Le culte des héros et des prophètes

L’idolâtrie s’adresse donc à des personnes et à des œuvres (textes, discours, images, etc.). En politique, nous aurons le sauveur, le héros et le visionnaire et très rarement les trois en une seule personne : Siddhârta Gautama, Jésus, Muhammad. Le plus souvent, l’idolâtrie est partagée entre des doctrinaires et des prophètes d’un côté (Rousseau, Marx, Hugo, Nietzsche, Sartre, Foucault) et des sauveurs de l’autre (en France : Jaurès, Blum, De Gaulle, Mendès-France).
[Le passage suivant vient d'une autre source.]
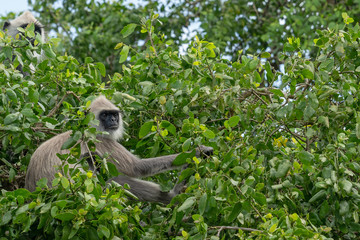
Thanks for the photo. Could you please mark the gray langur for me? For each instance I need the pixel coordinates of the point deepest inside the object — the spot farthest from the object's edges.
(23, 21)
(44, 160)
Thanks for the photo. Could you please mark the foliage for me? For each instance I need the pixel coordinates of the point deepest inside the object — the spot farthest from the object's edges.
(233, 26)
(286, 160)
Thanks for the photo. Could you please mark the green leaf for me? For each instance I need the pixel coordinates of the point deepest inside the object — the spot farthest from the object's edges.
(145, 129)
(11, 118)
(346, 185)
(12, 95)
(33, 95)
(101, 68)
(260, 198)
(277, 92)
(124, 54)
(209, 134)
(6, 218)
(318, 196)
(265, 55)
(181, 158)
(307, 74)
(202, 203)
(233, 121)
(187, 204)
(308, 112)
(234, 212)
(65, 182)
(186, 145)
(128, 29)
(103, 231)
(65, 216)
(72, 140)
(283, 169)
(186, 173)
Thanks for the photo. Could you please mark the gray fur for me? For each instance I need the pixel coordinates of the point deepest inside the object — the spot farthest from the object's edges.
(44, 160)
(22, 21)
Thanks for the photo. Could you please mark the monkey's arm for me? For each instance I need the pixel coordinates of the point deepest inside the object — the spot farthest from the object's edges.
(151, 166)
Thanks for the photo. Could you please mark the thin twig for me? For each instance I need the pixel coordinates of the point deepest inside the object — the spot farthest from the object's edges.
(233, 228)
(53, 111)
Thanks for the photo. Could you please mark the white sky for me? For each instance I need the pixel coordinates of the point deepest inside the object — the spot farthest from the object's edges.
(13, 6)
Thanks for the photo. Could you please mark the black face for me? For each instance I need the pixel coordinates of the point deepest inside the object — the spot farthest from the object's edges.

Les idées sont plus idolâtrées que les personnes, car nous vivons dans une ère où l’idéologie doit l’emporter sur le pouvoir personnel. On s’y réfère sans cesse, et d’autant plus qu’elles deviennent des slogans, des formules à réciter. Par exemple : le Progrès ; la Démocratie ; les Marchés ; la Technologie, etc. Chacun de ces termes, et leurs éventuelles combinaisons (comme la Démocratie et le Marché), ont un effet hypnotique : il suffit de les prononcer pour qu’ils prennent corps et effet. Par exemple, dans la France contemporaine : les valeurs de la République. D’abord, à supposer qu’il y en ait trois, celles de notre devise : Liberté, Égalité, Fraternité, la réflexion – ou plutôt le réflexe conditionné – s’arrête-là : on s’en réclame, on leur fait une génuflexion, on les psalmodie. On se demande très rarement comment elles s’exercent, se concilient, se combinent, s’il n’en existe pas d’autres (la préservation des patrimoines, l’intégrité et la dignité des personnes, pourtant inscrites dans la Déclaration universelle des droits de l’homme).
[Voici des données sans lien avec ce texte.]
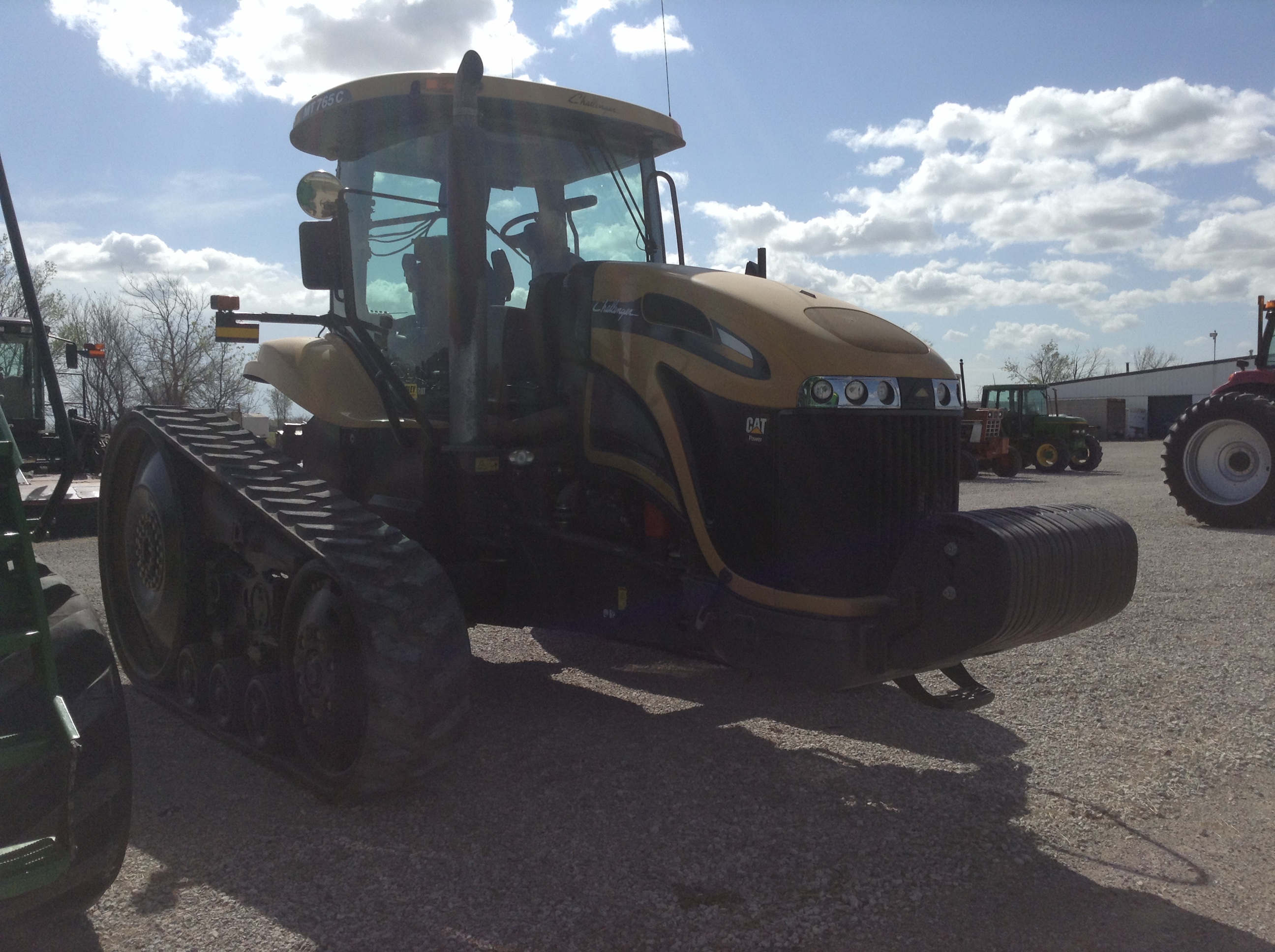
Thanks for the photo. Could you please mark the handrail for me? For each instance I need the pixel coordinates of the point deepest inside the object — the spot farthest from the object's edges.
(677, 214)
(45, 356)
Un exemple : la Constitution

Autre objet d’idolâtrie : la Constitution de la Ve République. Il suffit de la lire une fois pour constater qu’au moins la moitié de ses articles ne sont pas à la hauteur d’une Constitution : modalités des élections, fonctionnement du Parlement, relations entre les pouvoirs publics. Ce luxe de détails est du niveau d’une loi ou d’un décret. Une interprétation simple vient à l’esprit : ce luxe de détails est l’aveu implicite que la séparation des pouvoirs législatif, exécutif et judiciaire est très loin d’être réalisée en France. L’exécutif écrase les deux autres. Ce n’est pas qu’un résidu de monarchie, qui importe peu ; c’est un trait d’autocratie, ce qui est beaucoup plus déplaisant. Le RoyaumeUni et bien d’autres nations européennes ont un monarque ; ce n’est pas cela qui les rend plus ou moins démocratiques.
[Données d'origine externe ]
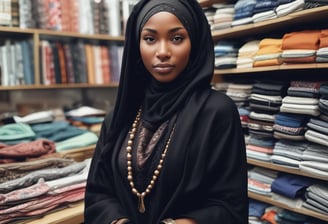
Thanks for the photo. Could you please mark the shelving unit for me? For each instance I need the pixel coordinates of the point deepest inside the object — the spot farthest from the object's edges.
(36, 35)
(274, 26)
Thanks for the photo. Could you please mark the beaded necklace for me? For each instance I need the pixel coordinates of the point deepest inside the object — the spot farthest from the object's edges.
(141, 196)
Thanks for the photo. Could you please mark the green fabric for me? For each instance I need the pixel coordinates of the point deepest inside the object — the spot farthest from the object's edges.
(83, 140)
(16, 131)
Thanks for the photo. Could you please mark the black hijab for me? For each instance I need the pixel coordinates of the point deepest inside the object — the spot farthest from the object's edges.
(160, 101)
Contraste saisissant : dans notre Constitution, les valeurs de la République sont à peine nommées, jamais définies, la laïcité n’y est qu’un mot, la citoyenneté un autre. Or ces termes sont sacrés, donc non discutables, non modifiables. N’est-ce pas le statut de textes religieux, une religion où certains ont pensé et où le peuple doit adhérer et obéir ?

Dans nos sociétés modernes, l’idolâtrie s’est en grande partie déplacée des personnes aux idées et aux institutions qui les incarnent. N’est-ce pas un crime de lèse-majesté républicaine que d’oser dire que la Constitution est mal faite ? On s’expose alors aux foudres des gardiens de ce temple : il faut être juriste ou avoir une longue expérience politique « au plus haut niveau » pour en saisir la portée et les subtilités. Pourtant, la Constitution française n’est ni incréée comme le Coran, ni révélée comme la Torah, ni inspirée de l’Esprit Saint comme les encycliques papales.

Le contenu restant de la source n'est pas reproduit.